Parei no acostamento e desci, mas descobri que a notícia era bem pior. Ao me aproximar percebi que ela segurava em uma das mãos um pé de sapato, e ao perguntar qual seria o problema, a resposta doeu com tanta força que não consegui me conter, e minhas lágrimas se juntaram com as dela.

Seu irmão havia sofrido um acidente bem naquele local, e viera a falecer. Ela descobriu a localização seguindo o GPS do coração, pois durante horas ela havia percorrido a rodovia em busca de algum sinal que lhe mostrasse onde a tragédia tivesse marcado, não somente a estrada, mas a sua vida, a de seus pais e sobrinhos.

Ao avistar os pedaços de um automóvel (Chesterton chamaria de relíquias de um naufrágio), em meio a vidros quebrados, pedaços de metais e plásticos, ela localizou uma lembrança daquele que fizera parte de sua história durante toda sua vida. Um pé de sapato todo sujo de terra e sangue, que a fez descrever como ela não havia perdido somente um irmão, mas seu melhor amigo, e de como seus pais haviam perdido um querido filho ,suas sobrinhas um amoroso pai,sua cunhada um dedicado marido, seus colegas um grande companheiro e o mundo um bom homem.

Consertar um veículo quebrado é uma coisa! Mas como consertar um coração despedaçado?

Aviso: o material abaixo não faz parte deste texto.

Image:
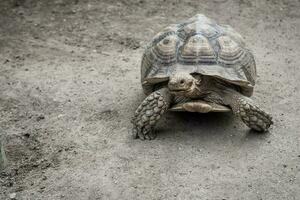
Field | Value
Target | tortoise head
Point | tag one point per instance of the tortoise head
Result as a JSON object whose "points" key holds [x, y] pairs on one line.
{"points": [[184, 84]]}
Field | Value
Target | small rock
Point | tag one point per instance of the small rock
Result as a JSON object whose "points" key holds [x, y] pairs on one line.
{"points": [[40, 117], [12, 195]]}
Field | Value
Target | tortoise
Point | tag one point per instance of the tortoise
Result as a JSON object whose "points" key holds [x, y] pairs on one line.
{"points": [[198, 66]]}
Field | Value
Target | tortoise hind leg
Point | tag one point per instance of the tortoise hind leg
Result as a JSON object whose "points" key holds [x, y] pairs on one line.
{"points": [[149, 112], [250, 113]]}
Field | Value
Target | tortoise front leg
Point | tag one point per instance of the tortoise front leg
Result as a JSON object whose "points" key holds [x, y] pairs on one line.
{"points": [[149, 112], [249, 112]]}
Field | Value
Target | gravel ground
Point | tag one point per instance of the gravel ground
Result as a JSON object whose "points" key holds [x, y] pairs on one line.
{"points": [[70, 82]]}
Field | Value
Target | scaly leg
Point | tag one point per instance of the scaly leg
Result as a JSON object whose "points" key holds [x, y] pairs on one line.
{"points": [[149, 112], [250, 113]]}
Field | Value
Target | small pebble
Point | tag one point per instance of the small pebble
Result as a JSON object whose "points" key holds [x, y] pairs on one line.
{"points": [[12, 196]]}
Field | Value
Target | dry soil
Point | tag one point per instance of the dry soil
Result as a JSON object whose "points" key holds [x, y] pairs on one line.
{"points": [[70, 82]]}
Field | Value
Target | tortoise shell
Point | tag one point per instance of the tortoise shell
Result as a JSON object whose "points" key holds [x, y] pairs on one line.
{"points": [[198, 45]]}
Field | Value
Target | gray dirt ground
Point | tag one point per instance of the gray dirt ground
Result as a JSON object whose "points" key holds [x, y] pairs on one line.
{"points": [[70, 82]]}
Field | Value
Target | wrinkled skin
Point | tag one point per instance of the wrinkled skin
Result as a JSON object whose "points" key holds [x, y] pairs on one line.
{"points": [[196, 87]]}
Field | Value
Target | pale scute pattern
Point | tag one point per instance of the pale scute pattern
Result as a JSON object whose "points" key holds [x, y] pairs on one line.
{"points": [[209, 49]]}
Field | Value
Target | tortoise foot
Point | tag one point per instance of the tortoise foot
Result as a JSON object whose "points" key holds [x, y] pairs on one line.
{"points": [[254, 117], [148, 113]]}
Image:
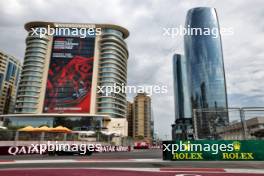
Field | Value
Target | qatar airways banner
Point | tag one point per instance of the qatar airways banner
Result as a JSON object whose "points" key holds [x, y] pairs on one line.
{"points": [[70, 74]]}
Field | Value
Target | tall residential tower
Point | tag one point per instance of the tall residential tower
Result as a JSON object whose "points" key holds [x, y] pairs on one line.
{"points": [[10, 69]]}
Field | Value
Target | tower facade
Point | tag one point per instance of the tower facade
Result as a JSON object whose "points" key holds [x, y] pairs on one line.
{"points": [[10, 69], [63, 70], [205, 68], [182, 129]]}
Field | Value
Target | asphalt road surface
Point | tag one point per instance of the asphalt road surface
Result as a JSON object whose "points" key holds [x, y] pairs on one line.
{"points": [[137, 162]]}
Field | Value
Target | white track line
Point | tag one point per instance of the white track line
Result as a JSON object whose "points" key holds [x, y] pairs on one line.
{"points": [[226, 171]]}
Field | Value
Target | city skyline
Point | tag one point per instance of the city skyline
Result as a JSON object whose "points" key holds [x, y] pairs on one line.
{"points": [[153, 63]]}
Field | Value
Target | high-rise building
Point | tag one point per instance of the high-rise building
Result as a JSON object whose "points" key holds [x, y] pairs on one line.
{"points": [[204, 56], [130, 118], [10, 69], [65, 66], [182, 129], [142, 117]]}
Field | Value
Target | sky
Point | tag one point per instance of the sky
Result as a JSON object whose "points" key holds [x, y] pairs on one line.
{"points": [[150, 58]]}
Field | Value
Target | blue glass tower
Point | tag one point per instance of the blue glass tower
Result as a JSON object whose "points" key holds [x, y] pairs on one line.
{"points": [[203, 50]]}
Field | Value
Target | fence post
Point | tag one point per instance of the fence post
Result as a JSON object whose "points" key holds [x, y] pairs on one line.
{"points": [[243, 122]]}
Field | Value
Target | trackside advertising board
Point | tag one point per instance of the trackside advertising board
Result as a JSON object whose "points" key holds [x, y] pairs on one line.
{"points": [[204, 150]]}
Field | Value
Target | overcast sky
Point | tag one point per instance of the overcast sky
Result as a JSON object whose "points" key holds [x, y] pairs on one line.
{"points": [[150, 51]]}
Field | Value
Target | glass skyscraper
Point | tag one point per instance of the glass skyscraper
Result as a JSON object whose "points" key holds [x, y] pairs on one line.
{"points": [[203, 50]]}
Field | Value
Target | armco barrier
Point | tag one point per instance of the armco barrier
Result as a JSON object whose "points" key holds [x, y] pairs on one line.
{"points": [[205, 150]]}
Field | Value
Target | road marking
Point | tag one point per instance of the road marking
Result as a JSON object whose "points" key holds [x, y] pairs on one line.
{"points": [[191, 171]]}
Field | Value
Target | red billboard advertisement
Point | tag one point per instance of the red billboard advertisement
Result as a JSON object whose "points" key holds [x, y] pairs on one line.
{"points": [[70, 74]]}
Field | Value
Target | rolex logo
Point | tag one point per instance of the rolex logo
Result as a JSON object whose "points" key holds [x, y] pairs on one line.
{"points": [[237, 145]]}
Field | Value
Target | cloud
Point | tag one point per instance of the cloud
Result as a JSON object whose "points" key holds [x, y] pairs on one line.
{"points": [[150, 51]]}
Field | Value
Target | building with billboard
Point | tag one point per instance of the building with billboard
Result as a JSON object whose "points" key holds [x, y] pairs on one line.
{"points": [[204, 56], [10, 69], [182, 129], [66, 64]]}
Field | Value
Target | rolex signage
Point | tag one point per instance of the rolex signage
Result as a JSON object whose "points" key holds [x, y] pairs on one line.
{"points": [[225, 150]]}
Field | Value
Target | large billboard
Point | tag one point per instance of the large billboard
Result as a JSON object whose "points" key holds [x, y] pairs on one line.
{"points": [[206, 150], [70, 74]]}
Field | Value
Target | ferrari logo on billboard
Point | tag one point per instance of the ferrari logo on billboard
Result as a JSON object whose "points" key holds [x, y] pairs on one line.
{"points": [[70, 75]]}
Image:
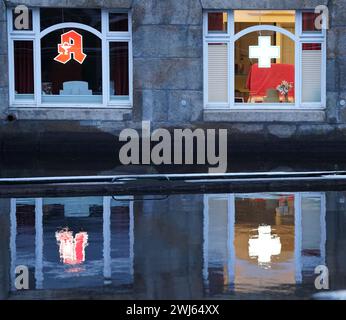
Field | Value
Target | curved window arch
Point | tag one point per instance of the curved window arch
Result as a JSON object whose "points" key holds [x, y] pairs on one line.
{"points": [[255, 83], [73, 58], [263, 59]]}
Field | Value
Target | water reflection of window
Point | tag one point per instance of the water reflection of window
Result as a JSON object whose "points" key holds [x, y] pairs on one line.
{"points": [[244, 80], [108, 225], [230, 221], [82, 83], [72, 83]]}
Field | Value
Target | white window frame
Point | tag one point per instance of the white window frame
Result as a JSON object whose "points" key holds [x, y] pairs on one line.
{"points": [[106, 36], [230, 38]]}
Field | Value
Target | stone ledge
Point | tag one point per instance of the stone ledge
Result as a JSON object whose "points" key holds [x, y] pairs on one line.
{"points": [[264, 116], [74, 114]]}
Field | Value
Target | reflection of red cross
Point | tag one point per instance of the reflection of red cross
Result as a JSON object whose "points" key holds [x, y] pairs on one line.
{"points": [[72, 249], [71, 45]]}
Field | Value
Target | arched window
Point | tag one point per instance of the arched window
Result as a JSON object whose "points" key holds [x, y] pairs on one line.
{"points": [[264, 59], [71, 57]]}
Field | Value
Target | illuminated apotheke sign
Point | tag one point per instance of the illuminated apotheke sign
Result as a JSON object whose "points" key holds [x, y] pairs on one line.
{"points": [[264, 52], [264, 245], [71, 46]]}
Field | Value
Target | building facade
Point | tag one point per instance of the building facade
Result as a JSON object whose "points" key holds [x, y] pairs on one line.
{"points": [[178, 64]]}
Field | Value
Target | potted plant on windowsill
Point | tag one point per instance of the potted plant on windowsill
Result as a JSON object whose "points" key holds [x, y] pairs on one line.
{"points": [[284, 88]]}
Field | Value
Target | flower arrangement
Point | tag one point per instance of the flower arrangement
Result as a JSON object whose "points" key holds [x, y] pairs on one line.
{"points": [[284, 88]]}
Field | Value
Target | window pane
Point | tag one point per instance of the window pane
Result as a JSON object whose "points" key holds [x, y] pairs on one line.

Perguntei então se poderia fazer uma oração por ela. Clamei ao Oleiro para consertar aquele pote de barro. Clamei para que aquela dor fosse embora, pois era tão forte que doía em mim, doía em todos, doía o mundo em volta de nós. Clamei para que seu consolo chegasse de algum lugar, olhei até para a estrada, esperando socorro de algum lugar chegar. Meu destino pareceu tão longe, e o futuro por instantes perdeu o significado.

Lembrei-me daquele ditado: a coisa mais importante na vida é descobrir o que é realmente importante. E para ela tudo que era importante era aquele pé de sapato, suvenir da sua dor.

Abracei-a e choramos juntos. Depois me despedi, pois ela queria permanecer por mais algum tempo naquele santuário sem dono.

Ao ir embora me lembrei de Guimarães Rosa, que dizia: O importante não é a partida nem a chegada, porém a travessia.

Quantas vezes fazemos a viagem desta vida sem observar as margens do caminho. Pois às vezes é lá, e não na estrada, que se encontram os significados desta jornada.

Mas um samaritano, que ia de viagem, chegou ao pé daquele que estava caído à beira do caminho, e, vendo-o, moveu-se de íntima compaixão; e, aproximando-se, atou-lhe as feridas, deitando-lhes azeite e vinho; e, pondo-o sobre a sua cavalgadura, levou-o para uma estalagem, e cuidou dele (Lucas 10:33).

A Antonia de quem só sei o nome e a dor.